Yazının başlığını, Nazım Hikmet’in Memleketimden İnsan Manzaraları’ndan çaldığım doğrudur.
Son divan şairi Şeyh Galib de “Hüsn-ü Aşk” mesnevisi için,
“Esrârını Mesnevî’den aldım
Çaldım velî mîrî malı çaldım”
demiş.
Hüsn-ü Aşk’ı, Mevlana’nın Mesnevi adlı eserinden çaldığını açıkça...
Biraz da kendini suçlayanlara meydan okuyarak açıklamış.
“Çaldım velî mîrî malı çaldım!”

Yani?

Yanisi, “devlet malı deniz, çalmayan…”

Devamını yazmayalım.

İşte öyle bir mana çıkar ki bu da Mevlana’nın Mesnevi’sinin insanlığın yararına sunulmuş…

Hani bir yerde kamu malı olduğu söylenebilir.

Bu mantık Şeyh Galib’i ne kadar temize çıkarır orası bilinmez.

Zaten bizim işimiz de Şeyh Galib’i yargılamak falan değil.

Biz kendi işimize bakalım.

Başladığımız şu yazıyı yazıp bitirebilirsek…

Ne ala.

Bugün Öyküm’ün ofisine gittim.

Oradan çıkınca kitapçıda ağzımı yüzümü salladığım için…

Bu konuda çok kızıyorum kendime.

Evin her yeri kitap!

Hepsini okudum mu?

Hayır!

Ama kitap almaya devam ediyorum.

Bu benim hastalığım.

Bu benim kaderim!

Alınyazım!

Kitapçıdan bir türlü çıkamayınca yağmura yakalandım.

Islandım, üşüdüm.

Yaz yağmuru falan demeyin!

Buz gibi soğuk bir yağmurdu.

Onun için, derdim günüm, Şeyh Galib’in Hüsn’ü Aşk-ı, Mesnevi’den aşırmasının doğru olup olmadığı değil.

Şu yazıyı bir an önce yazıp bitirmek.

Dolayısıyla, onu bunu karıştırmadan asıl yazacağıma odaklanacak olursam…

Şunu diyorum, yazının başlığını Nazım Hikmet’in Memleketimden İnsan Manzaraları’ndan almış…

Ya da çalmış olmam çok da kötü sayılmaz.

Sonuçta ben de “mîrî malı” çaldım demektir.

Çok bir şey de çaldığım söylenemez.

Sadece bir çağrışım da denebilir buna.

Sokakta, caddede; çarşıda pazarda gördüğüm…

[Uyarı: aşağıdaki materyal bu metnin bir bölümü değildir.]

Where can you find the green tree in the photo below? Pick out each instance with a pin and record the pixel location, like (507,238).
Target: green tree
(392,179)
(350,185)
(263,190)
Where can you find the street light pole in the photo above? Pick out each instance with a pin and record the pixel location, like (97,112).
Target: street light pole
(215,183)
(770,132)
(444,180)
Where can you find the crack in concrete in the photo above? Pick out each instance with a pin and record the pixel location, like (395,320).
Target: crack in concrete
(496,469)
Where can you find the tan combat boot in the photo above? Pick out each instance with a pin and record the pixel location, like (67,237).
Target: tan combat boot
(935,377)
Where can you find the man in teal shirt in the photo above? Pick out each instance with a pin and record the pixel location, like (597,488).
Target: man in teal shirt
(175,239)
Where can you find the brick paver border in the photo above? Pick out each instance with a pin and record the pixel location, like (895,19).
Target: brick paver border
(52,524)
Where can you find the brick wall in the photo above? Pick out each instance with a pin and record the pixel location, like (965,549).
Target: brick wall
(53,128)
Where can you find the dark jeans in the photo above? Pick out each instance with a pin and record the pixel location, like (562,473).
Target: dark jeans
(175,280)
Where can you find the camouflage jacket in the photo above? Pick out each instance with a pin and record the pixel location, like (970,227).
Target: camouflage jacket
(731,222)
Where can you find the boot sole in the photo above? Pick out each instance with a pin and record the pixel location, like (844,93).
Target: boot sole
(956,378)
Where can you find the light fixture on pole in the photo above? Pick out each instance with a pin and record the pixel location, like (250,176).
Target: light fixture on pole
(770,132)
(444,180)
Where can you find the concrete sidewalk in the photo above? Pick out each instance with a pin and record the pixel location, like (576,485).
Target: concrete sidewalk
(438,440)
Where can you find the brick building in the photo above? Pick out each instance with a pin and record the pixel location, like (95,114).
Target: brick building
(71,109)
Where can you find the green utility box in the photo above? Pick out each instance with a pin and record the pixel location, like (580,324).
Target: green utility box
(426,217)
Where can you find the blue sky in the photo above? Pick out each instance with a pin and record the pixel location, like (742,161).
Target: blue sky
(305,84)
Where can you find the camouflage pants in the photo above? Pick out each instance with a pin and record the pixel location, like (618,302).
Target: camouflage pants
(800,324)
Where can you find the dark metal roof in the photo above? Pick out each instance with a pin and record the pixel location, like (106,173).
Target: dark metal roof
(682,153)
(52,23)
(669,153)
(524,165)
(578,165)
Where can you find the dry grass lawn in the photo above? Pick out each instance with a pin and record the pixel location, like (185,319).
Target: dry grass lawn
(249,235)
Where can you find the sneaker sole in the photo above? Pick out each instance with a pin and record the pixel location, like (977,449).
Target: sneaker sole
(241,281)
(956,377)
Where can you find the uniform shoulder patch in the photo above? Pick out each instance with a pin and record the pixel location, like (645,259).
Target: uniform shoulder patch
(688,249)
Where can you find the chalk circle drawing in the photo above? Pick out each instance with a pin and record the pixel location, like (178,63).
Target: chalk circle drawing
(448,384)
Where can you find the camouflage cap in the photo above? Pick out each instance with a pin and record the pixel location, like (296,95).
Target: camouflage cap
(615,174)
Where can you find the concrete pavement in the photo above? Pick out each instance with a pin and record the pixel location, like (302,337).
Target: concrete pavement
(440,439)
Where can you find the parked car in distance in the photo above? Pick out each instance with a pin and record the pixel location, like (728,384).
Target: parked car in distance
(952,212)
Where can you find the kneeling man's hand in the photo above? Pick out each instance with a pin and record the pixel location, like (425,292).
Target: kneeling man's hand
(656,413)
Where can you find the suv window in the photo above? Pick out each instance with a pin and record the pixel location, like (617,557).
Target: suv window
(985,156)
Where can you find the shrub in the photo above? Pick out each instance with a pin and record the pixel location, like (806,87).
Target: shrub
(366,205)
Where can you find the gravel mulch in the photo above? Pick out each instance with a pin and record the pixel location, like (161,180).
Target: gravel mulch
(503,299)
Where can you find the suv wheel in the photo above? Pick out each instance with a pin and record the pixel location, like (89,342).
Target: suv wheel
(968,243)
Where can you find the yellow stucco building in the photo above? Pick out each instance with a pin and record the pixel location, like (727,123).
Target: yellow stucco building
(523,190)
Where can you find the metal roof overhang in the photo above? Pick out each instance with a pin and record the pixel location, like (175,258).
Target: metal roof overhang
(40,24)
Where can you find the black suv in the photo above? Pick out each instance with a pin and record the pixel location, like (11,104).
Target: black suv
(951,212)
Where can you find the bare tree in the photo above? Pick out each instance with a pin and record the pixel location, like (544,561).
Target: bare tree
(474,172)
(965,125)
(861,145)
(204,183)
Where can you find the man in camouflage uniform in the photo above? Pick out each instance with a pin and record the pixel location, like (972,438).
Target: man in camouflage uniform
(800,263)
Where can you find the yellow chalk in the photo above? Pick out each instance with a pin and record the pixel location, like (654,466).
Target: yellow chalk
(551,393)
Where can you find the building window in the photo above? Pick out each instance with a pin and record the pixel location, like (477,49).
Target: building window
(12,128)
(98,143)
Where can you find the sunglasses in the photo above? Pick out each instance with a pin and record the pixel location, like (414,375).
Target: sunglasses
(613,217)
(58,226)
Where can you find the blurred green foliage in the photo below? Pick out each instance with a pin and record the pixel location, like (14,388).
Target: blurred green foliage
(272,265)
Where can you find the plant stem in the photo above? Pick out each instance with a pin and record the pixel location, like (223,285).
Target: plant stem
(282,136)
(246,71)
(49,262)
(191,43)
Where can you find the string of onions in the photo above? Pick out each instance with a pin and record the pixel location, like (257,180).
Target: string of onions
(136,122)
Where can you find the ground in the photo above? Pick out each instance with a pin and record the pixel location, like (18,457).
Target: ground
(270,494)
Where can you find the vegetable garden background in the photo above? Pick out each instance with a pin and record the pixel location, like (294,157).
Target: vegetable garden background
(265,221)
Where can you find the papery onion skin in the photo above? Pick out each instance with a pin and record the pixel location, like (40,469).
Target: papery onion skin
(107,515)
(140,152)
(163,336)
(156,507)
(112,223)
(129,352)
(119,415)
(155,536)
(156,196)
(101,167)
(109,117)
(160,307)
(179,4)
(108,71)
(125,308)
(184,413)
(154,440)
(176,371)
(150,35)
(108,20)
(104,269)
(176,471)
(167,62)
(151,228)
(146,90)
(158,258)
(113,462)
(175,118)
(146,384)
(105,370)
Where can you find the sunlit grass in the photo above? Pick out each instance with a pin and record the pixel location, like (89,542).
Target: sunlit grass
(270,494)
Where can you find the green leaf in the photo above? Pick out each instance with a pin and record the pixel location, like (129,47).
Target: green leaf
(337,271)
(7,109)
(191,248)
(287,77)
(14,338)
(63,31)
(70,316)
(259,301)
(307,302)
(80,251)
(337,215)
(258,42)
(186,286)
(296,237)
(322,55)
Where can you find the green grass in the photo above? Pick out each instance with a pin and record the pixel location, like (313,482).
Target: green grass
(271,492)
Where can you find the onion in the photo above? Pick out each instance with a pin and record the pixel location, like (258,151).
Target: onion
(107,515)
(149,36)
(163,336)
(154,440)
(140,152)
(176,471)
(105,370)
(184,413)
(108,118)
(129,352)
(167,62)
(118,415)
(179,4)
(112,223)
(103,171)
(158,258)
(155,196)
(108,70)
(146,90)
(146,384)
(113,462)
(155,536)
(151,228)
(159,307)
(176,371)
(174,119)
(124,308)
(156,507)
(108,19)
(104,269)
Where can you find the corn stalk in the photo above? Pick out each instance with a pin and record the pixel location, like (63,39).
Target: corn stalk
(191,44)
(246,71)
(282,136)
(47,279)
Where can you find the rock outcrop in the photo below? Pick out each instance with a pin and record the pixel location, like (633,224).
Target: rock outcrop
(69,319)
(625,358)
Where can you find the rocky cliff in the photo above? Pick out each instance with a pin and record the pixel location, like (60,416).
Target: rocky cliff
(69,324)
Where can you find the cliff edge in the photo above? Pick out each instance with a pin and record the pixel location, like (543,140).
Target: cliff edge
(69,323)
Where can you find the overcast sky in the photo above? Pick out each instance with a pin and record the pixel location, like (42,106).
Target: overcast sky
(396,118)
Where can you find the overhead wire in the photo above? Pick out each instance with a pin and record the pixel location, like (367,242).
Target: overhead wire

Tanıdığım tanımadığım bazı ilginç insanları anlatan yazılar yazmak istiyorum.

Kim bilir, bizim bilmediğimiz nasıl bir dünyaları var bu insanların?

Bu insanları yazmak istiyorum.

Tabii ki yazıya gücümüz yeterse…

Yazabilirsek.

Belki, “Sokaktan İnsan Manzaraları” diye bir kitap olur ileride bu yazılar.

Hayatımızda ileri diye bir şey kaldıysa tabii.

Ansızın ölüvermek de var kaderde.

Sait Faik kırk sekiz yaşında öldü, karaciğeri sancılar içinde.

Orhan Veli otuz altı yaşında…

Oğuz Atay kırk üç yaşında…

Cahit Sıtkı “Yaş otuz beş, yolun yarısı eder” derken kırk altı yaşında öldü.

Her neyse.

Kaderde ne varsa o olur.

***

Bu yazıyla size, sokaktaki bu ilginç insanları anlatan yazılar yazma istediğimden söz etmek istedim.

Yazı dediğin nedir ki zaten?

Konuşacak hiç kimsenin olmadığı korkunç bir yalnızlığın içinde okurla konuşma arzusundan başka nedir ki yazı?